My daughter, just the other day, gave me her 4th Grade school picture and I got that feeling. You know how when you want to say something about rivers, the intangibility of memory, and a fork slicing through a piece of blueberry pie? It’s like that. But only for a second and then it’s not.
It’s frustrating, isn’t it? Because that feeling? It’s made of images but those images themselves are only symbols for water that slips right through your fingers when you try to grab it. Sometimes the content of the feeling veers away from imagery and seeks to announce itself in sound. I mean, it erupts into words but it yearns rather to be heard as opposed to dwelling in what the words mean. Like, for me, it seems to most often be about the conversation between long e’s. I want to stand on a chair or atop a tall building and yell something like She’s calm seas and bumble bees and the breeze through trees on a Japanese puzzle box. But I never do. And so that feeling stays lodged in my chest, caught in my throat, restless, urgent, waiting to explode.

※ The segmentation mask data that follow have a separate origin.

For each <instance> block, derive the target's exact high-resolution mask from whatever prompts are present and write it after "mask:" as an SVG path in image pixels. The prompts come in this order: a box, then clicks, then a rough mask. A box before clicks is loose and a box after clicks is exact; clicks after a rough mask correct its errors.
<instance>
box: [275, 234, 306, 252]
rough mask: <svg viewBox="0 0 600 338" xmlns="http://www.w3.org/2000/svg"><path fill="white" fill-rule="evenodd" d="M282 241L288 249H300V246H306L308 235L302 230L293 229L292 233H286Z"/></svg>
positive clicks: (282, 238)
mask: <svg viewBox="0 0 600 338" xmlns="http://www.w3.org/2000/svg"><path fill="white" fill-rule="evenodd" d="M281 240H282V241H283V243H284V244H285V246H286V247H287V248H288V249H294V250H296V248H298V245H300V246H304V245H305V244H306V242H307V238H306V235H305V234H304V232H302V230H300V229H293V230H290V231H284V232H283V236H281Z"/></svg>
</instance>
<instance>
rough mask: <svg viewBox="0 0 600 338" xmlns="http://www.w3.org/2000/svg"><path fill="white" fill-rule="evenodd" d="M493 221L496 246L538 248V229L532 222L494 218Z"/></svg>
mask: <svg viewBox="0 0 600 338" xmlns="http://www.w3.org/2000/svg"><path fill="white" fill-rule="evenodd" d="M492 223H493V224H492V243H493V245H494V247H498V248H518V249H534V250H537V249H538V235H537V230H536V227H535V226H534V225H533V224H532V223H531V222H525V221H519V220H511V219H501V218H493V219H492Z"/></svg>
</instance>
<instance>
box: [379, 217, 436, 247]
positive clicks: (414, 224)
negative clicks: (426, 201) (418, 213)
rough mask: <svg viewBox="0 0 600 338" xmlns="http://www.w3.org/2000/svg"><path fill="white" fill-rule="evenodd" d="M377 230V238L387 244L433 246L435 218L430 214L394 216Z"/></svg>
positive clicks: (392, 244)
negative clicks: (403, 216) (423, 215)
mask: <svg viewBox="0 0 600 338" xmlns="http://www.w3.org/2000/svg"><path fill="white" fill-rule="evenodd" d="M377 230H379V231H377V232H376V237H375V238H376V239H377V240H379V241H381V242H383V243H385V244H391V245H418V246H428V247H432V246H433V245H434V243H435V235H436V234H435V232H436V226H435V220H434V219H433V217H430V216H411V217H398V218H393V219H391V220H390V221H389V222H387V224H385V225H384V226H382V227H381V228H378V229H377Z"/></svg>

In the end, there’s something strangely and tantalizingly lacking in the reach of what words are able to say. Often, in relation to that feeling and its expression, I discover that it pushes and kicks at its boundaries in an effort to be a song. I hear the fast rippling notes of an acoustic guitar that come and go like a waterfall and the lyrics drip like syrup in a foreign language that belongs not to another country, but dreams. None of it makes any sense and, it seems to me, that it’s this inability to decipher that feeling in a way that secures meaning that ultimately secures its mysterious and unfathomable beauty.

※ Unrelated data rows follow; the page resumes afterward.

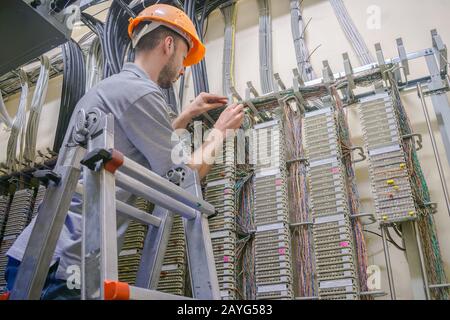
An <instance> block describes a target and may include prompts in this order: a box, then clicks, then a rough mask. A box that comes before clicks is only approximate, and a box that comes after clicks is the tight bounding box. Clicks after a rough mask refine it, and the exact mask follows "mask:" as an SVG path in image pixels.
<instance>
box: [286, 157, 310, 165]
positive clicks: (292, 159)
mask: <svg viewBox="0 0 450 320" xmlns="http://www.w3.org/2000/svg"><path fill="white" fill-rule="evenodd" d="M295 162H304V163H306V164H308V159H307V158H296V159H290V160H287V161H286V164H287V165H290V164H292V163H295Z"/></svg>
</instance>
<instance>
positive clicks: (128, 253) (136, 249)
mask: <svg viewBox="0 0 450 320" xmlns="http://www.w3.org/2000/svg"><path fill="white" fill-rule="evenodd" d="M136 253H137V249H130V250H122V251H120V254H119V256H121V257H122V256H129V255H130V254H136Z"/></svg>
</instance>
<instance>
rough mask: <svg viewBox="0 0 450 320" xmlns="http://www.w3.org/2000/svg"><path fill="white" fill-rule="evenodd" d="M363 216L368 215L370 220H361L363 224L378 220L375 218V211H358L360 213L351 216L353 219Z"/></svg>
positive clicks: (373, 222)
mask: <svg viewBox="0 0 450 320" xmlns="http://www.w3.org/2000/svg"><path fill="white" fill-rule="evenodd" d="M363 217H368V218H369V220H370V222H363V221H361V224H362V225H365V226H367V225H370V224H374V223H376V222H377V219H376V218H375V215H374V214H373V213H358V214H354V215H352V216H351V218H352V219H357V218H363Z"/></svg>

It’s just a 5X7 and—yes—it’s the rectangular limit of the picture, the boundary it erects between the image and everything else that initially stirs that feeling into being because it evokes an immediate contradiction. She is in the picture. But she’s more than the picture. This contradiction creates sparks that flicker into imagery, poetry, and music. And there she is, frozen in a blink of time, well lit, smiling, wearing a purple leopard-skinned top and a light blue sweater peppered with the silhouettes of dachshunds. And I get that feeling. That jagged inhalation. The ancient aesthetic gasp. Because—yes—she’s beautiful and—yes—pictures are great and wonderful things to preserve bits of stasis in an otherwise relentless world of fluid and flowing flux, but it’s this stasis that refuses, even in imagery, to stay put.

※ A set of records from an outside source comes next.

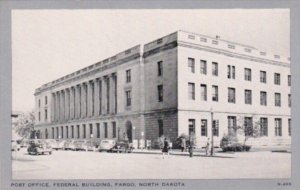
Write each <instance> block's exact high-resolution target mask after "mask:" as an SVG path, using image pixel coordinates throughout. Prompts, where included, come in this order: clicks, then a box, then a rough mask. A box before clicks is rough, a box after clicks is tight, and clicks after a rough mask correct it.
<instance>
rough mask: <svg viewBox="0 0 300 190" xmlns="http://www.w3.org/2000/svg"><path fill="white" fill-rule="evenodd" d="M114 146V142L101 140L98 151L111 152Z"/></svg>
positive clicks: (105, 140) (114, 141)
mask: <svg viewBox="0 0 300 190" xmlns="http://www.w3.org/2000/svg"><path fill="white" fill-rule="evenodd" d="M115 144H116V141H115V140H109V139H106V140H102V141H101V143H100V147H99V151H100V152H102V151H107V152H111V151H112V149H113V147H114V146H115Z"/></svg>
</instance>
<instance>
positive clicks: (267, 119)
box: [260, 117, 268, 136]
mask: <svg viewBox="0 0 300 190" xmlns="http://www.w3.org/2000/svg"><path fill="white" fill-rule="evenodd" d="M260 135H261V136H268V118H264V117H261V118H260Z"/></svg>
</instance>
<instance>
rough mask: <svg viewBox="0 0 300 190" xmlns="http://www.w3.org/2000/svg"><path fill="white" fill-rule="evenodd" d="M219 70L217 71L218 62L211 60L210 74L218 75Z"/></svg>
mask: <svg viewBox="0 0 300 190" xmlns="http://www.w3.org/2000/svg"><path fill="white" fill-rule="evenodd" d="M218 74H219V71H218V63H217V62H212V75H213V76H218Z"/></svg>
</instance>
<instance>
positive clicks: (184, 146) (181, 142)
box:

There she is, a 9-year-old 4th Grade girl, trapped in a rectangle but, like a song, she pushes and kicks at the boundaries, dripping like syrup into the past and the future. She was my baby, a speck of pink flesh in tiny pajamas (with zebras), and I rocked her to sleep night after night to the tune of Lou Reed crooning Pale Blue Eyes. And, still dripping from the picture, she will one day be an old woman with wise eyes that seem to float in a calm sea of memory and wisdom. Pictures accrue meaning from their befores and afters and it’s all the time that erupts from the blink of the moment—flash—that gets lodged in my chest and caught in my throat, that feeling urging itself into being more, into strangely juxtaposed images, the assonance of poetry, and the opaque familiarity of the songs that haunt our dreams.